Burberry hails transformation progress despite sluggish results
Burberry was upbeat as it reported preliminary results for the year to March 30 on Thursday morning and while the figures weren’t spectacular, it has to be remembered that the company is investing heavily in transforming itself into a much more luxury-focused entity and these things do take time.
“We made excellent progress in the first year of our plan to transform Burberry, while at the same time delivering financial performance in line with expectations,” CEO Marco Gobbetti said. “Riccardo Tisci's first collections arrived in stores at the end of February and the initial reaction from customers is very encouraging. The implementation of our plan is on track, we are energised by the early results and we confirm our outlook for FY 2020.”
So let’s look at the figures that drove his optimism. Revenue rose 1% currency-neutral (CN) but was flat on a reported basis at £2.72bn. Excluding beauty wholesale (you’ll remember that the company moved its in-house beauty ops to Coty), revenue rose 2% both reported and CN. Like-for-like retail sales rose 2% with total retail sales flat at £2.186bn. And wholesale, excluding beauty, was up 7% CN or 8% reported.
In fact, wholesale was slightly ahead of expectations due to shipment timings and really benefited in Asia Pacific with “exceptional growth supported by strong Chinese spending in travel retail.” EMEIA also managed to rise in mid-single-digits with “growth from luxury doors more than offsetting the closures of non-luxury doors.” But The Americas declined by a mid-single-digit percentage impacted by the exit from those non-luxury locations in H2.
Adjusted operating profit fell 6% to £438m, while actual operating profit rose 7% to £437m. The gross margin fell 100bps, dented by currency exchange effects and “growing investment in product.” But the company was helped by cost savings.
And it continues to expect “broadly stable” revenue and adjusted operating margin CN for the 2020 financial year.
On the surface, a far-from-spectacular report, but it was a year in which a lot happened as the firm reshaped itself into something more closely resembling the giants of European luxury goods, rather than the Burberry of old.
And, as the earning's report's strong wholesale focus shows, its new approach seems to be having a big impact on this channel in particular with “excellent wholesale sell-in” of new collections and “strong double-digit percentage growth year-on-year from Riccardo Tisci's first collections.”

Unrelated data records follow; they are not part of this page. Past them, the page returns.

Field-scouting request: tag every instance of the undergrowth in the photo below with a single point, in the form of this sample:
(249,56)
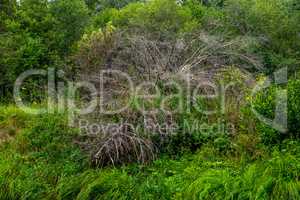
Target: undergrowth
(42,162)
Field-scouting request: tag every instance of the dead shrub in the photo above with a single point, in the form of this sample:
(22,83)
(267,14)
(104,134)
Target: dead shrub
(120,147)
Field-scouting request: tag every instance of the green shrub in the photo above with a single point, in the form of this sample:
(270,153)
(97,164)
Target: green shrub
(265,103)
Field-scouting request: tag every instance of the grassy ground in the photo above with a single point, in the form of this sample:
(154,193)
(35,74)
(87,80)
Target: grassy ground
(41,161)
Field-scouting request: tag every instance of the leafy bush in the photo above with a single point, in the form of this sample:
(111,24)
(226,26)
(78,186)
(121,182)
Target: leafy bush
(265,104)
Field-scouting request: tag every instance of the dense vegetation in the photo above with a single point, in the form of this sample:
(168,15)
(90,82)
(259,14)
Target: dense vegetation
(243,42)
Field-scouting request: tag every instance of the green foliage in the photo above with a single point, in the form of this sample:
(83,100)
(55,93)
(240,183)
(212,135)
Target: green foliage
(265,104)
(261,18)
(161,18)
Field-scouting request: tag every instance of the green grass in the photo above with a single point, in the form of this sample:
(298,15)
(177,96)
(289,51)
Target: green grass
(42,162)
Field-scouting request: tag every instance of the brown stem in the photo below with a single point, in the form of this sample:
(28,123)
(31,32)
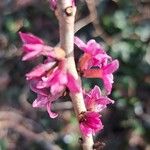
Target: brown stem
(66,16)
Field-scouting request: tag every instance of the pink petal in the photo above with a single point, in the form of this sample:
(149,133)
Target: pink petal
(96,92)
(73,84)
(57,88)
(30,55)
(85,129)
(80,43)
(108,81)
(39,70)
(33,87)
(112,67)
(40,101)
(51,114)
(29,38)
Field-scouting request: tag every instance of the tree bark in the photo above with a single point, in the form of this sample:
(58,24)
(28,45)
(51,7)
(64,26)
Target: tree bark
(65,13)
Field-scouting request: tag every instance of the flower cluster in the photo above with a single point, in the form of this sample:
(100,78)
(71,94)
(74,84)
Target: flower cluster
(95,63)
(50,79)
(53,4)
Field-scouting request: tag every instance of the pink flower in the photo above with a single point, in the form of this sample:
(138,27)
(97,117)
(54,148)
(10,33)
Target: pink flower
(94,55)
(90,122)
(39,70)
(45,102)
(53,3)
(34,47)
(95,101)
(105,73)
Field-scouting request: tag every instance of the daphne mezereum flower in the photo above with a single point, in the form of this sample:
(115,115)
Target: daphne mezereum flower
(53,3)
(94,100)
(45,102)
(90,122)
(94,54)
(105,73)
(49,79)
(34,47)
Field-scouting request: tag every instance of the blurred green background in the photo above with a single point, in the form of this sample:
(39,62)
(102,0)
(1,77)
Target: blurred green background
(123,28)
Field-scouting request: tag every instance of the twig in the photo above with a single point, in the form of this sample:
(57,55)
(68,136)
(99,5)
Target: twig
(66,24)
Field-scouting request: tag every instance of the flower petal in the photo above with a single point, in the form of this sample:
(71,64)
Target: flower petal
(73,84)
(80,43)
(51,114)
(29,38)
(112,67)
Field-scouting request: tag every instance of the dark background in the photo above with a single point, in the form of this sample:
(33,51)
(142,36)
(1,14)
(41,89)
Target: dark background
(123,27)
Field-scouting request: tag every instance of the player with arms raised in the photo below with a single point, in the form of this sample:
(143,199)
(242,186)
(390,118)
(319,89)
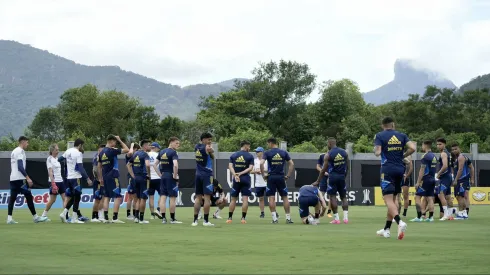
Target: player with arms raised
(390,144)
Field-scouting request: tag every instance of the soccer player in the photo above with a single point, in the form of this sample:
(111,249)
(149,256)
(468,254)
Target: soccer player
(445,180)
(241,163)
(310,196)
(405,185)
(276,181)
(76,172)
(390,144)
(462,179)
(20,182)
(54,171)
(260,183)
(336,163)
(167,167)
(204,177)
(154,180)
(139,169)
(323,183)
(108,168)
(132,200)
(98,192)
(426,183)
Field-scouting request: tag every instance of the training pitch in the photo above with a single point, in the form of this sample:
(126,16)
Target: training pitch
(259,247)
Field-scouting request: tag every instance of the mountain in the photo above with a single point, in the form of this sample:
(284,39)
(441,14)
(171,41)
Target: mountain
(477,83)
(408,80)
(31,78)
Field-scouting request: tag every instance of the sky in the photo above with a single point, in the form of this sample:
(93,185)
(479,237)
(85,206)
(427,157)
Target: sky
(186,42)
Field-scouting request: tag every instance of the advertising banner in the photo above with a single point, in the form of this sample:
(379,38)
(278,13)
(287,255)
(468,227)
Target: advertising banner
(478,195)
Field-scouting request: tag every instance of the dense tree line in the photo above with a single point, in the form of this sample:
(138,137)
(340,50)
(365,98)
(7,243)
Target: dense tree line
(272,103)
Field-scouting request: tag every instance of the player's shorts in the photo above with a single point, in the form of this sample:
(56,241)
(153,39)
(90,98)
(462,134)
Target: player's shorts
(20,187)
(260,191)
(203,185)
(112,188)
(427,188)
(305,203)
(244,187)
(131,186)
(276,183)
(168,186)
(391,180)
(75,187)
(445,184)
(154,186)
(336,183)
(323,185)
(61,188)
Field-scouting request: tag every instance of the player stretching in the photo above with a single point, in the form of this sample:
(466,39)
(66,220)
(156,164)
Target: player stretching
(276,181)
(108,168)
(76,172)
(241,163)
(336,163)
(444,177)
(426,183)
(139,169)
(54,171)
(389,144)
(310,196)
(154,180)
(462,179)
(323,183)
(168,160)
(20,182)
(260,183)
(204,177)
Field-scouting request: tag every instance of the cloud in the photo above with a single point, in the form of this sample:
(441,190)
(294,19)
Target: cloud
(186,42)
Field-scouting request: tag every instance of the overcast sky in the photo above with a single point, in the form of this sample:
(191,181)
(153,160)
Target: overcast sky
(187,42)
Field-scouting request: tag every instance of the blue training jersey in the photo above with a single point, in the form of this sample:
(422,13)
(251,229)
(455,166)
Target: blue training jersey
(204,162)
(276,160)
(430,161)
(337,158)
(108,159)
(392,148)
(166,158)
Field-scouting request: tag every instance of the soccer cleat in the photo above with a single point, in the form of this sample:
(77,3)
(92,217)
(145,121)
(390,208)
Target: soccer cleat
(402,227)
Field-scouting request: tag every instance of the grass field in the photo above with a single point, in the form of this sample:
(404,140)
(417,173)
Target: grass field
(259,247)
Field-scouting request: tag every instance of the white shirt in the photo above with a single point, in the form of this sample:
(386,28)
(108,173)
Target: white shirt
(17,154)
(73,156)
(153,173)
(54,164)
(259,180)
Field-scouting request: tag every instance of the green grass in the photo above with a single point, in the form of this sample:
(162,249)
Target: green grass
(259,247)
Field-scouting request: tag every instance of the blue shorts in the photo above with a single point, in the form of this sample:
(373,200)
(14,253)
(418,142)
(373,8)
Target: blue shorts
(391,180)
(323,185)
(61,188)
(445,184)
(204,185)
(168,186)
(336,184)
(259,192)
(244,187)
(304,205)
(131,186)
(276,183)
(20,187)
(154,186)
(427,188)
(112,188)
(75,187)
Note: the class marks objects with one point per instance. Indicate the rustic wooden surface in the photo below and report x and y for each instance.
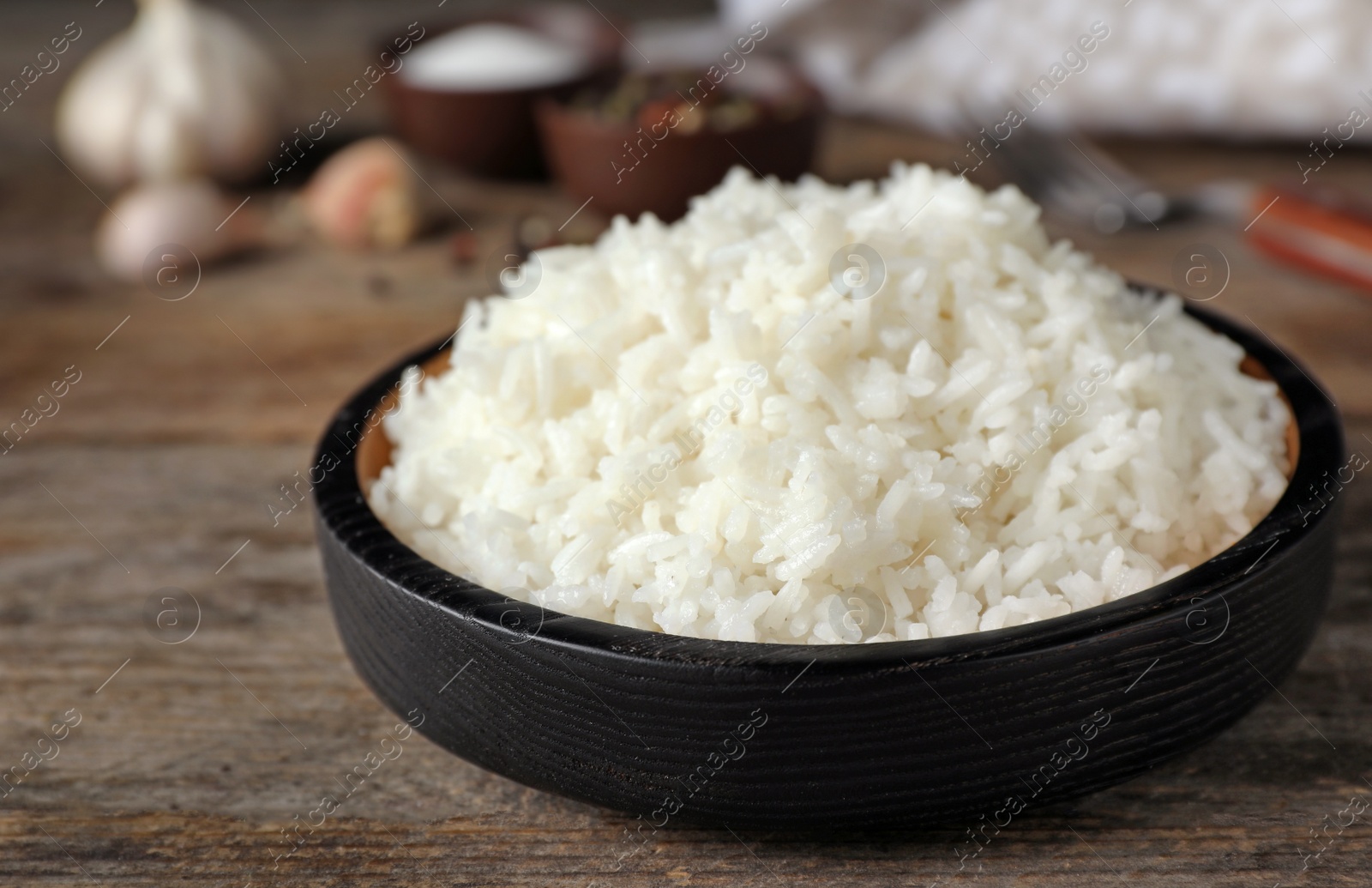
(191, 759)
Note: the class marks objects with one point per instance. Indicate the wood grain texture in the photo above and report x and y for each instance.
(699, 730)
(176, 439)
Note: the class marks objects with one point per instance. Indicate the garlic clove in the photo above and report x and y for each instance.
(367, 195)
(184, 92)
(194, 214)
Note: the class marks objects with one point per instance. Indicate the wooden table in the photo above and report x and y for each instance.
(159, 469)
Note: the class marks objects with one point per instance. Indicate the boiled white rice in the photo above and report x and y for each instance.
(850, 483)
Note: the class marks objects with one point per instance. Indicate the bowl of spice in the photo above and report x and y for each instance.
(649, 142)
(466, 95)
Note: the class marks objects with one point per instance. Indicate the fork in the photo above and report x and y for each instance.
(1319, 229)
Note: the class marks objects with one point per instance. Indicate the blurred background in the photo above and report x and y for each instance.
(219, 219)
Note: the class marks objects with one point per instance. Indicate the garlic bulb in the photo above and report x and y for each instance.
(368, 195)
(184, 92)
(191, 214)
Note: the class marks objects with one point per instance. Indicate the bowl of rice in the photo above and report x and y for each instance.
(864, 505)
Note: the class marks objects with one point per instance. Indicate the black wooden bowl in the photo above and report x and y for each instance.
(969, 728)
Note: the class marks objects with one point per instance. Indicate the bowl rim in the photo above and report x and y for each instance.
(1321, 449)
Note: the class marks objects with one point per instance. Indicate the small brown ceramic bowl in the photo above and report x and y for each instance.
(971, 728)
(493, 132)
(631, 169)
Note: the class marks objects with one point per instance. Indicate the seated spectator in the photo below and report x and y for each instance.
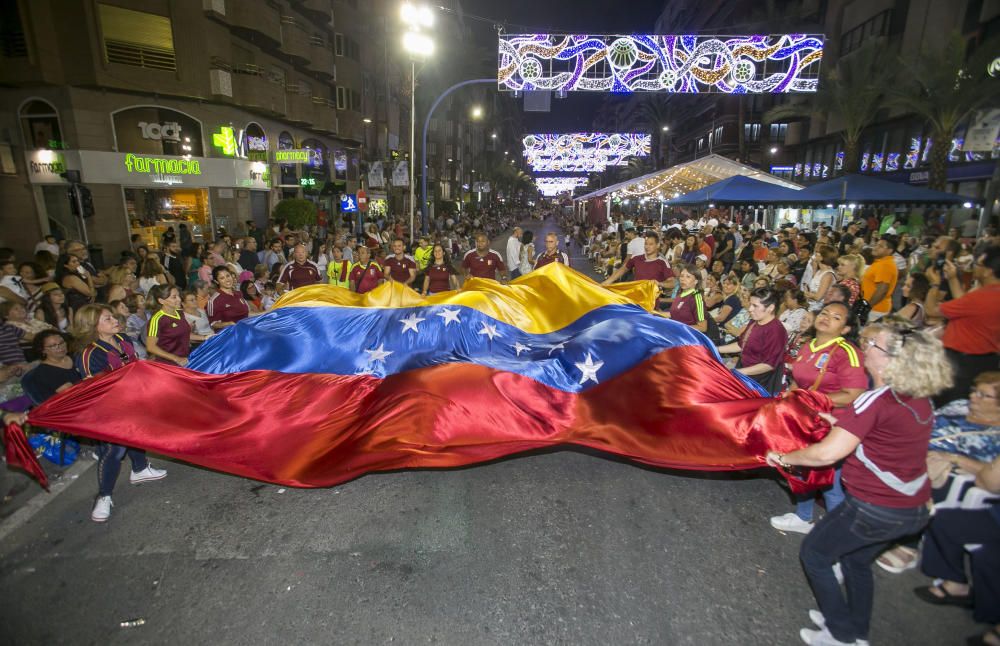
(762, 345)
(196, 317)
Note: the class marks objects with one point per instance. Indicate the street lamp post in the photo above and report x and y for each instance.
(419, 45)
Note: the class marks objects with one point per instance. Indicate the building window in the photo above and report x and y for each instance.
(40, 125)
(137, 38)
(877, 25)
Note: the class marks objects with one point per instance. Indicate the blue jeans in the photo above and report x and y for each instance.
(854, 534)
(833, 495)
(109, 464)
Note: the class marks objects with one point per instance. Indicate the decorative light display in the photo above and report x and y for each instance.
(552, 186)
(760, 64)
(583, 151)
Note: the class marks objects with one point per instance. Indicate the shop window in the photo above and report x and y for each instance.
(137, 38)
(40, 126)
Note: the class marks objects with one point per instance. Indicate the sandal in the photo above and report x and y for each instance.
(944, 599)
(980, 640)
(899, 559)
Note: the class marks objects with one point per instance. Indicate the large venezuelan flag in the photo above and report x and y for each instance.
(330, 385)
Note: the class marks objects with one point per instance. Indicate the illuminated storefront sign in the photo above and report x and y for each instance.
(295, 156)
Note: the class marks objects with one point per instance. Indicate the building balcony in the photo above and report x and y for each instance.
(260, 18)
(294, 39)
(324, 115)
(300, 106)
(256, 90)
(321, 57)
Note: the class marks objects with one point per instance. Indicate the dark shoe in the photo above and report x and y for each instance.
(944, 599)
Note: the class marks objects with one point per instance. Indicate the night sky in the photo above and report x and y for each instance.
(576, 112)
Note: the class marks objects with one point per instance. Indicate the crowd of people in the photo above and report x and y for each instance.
(888, 322)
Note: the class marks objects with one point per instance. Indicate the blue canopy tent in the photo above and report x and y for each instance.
(738, 189)
(862, 189)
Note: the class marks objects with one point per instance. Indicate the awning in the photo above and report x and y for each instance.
(869, 190)
(738, 189)
(685, 178)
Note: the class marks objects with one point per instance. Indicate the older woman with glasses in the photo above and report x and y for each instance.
(882, 438)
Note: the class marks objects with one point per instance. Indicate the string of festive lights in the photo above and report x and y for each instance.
(757, 64)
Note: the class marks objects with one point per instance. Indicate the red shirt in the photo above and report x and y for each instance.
(228, 308)
(297, 275)
(545, 259)
(440, 278)
(483, 266)
(399, 269)
(173, 333)
(844, 366)
(688, 308)
(656, 269)
(366, 277)
(764, 344)
(894, 440)
(973, 321)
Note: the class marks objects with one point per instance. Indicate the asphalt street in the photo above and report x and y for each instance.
(555, 547)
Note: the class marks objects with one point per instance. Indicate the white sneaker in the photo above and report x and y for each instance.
(817, 618)
(147, 475)
(822, 638)
(102, 509)
(790, 522)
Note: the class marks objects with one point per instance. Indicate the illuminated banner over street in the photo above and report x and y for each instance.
(777, 63)
(551, 186)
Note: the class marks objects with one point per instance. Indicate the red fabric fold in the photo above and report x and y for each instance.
(678, 409)
(19, 454)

The transformation has also seen the company putting a heavy focus on digital and introducing the B-Series limited-edition monthly drops sold on social platforms, while partnering with Instagram on the Checkout launch for in-app Instagram shopping.
In the directly-operated physical space, it has been refreshing its stores and closing 38 smaller, non-strategic retail stores, a process that will continue this year.
While all of this may not yet be feeding though into higher sales and booming profits, the company said it has “helped reignite brand heat and significantly shift consumer perceptions of Burberry” with new 3m new social media followers “and significantly increased engagement on Instagram.”
On the product front, the company said a full-look merchandising initiative has driven improvements in cross-selling, benefiting tops, skirts and trousers. And customers “responded positively to new bags,” although the overall category performance “was impacted by softness in older lines.”
Regionally, the performance varied quite widely. In Asia Pacific, for instance, low-single-digit growth wasn’t that impressive and even the booming Chinese market only managed to rise in low-single-digits too. Chinese tourists are key to growth (or lack of it) in the region and that can be seen by Japan declining in low-single-digits on softer tourist flows towards the end of the year. But Korea got boost from more Chinese tourist visits.
In the important EMEIA region, the UK delivered mid-single-digit growth, benefiting from improved tourist spending in the second half, but continental Europe grew only in low-single-digits and the Middle East declined, “impacted by the macro-environment.”
Meanwhile the US grew in low-single-digits with the second half hurt by softer local footfall. Tourist flows also remained subdued last year.
All this makes it clear that ‘new’ Burberry remains a work in progress, but it seems to be getting closer to where it wants to be. We await further developments with interest.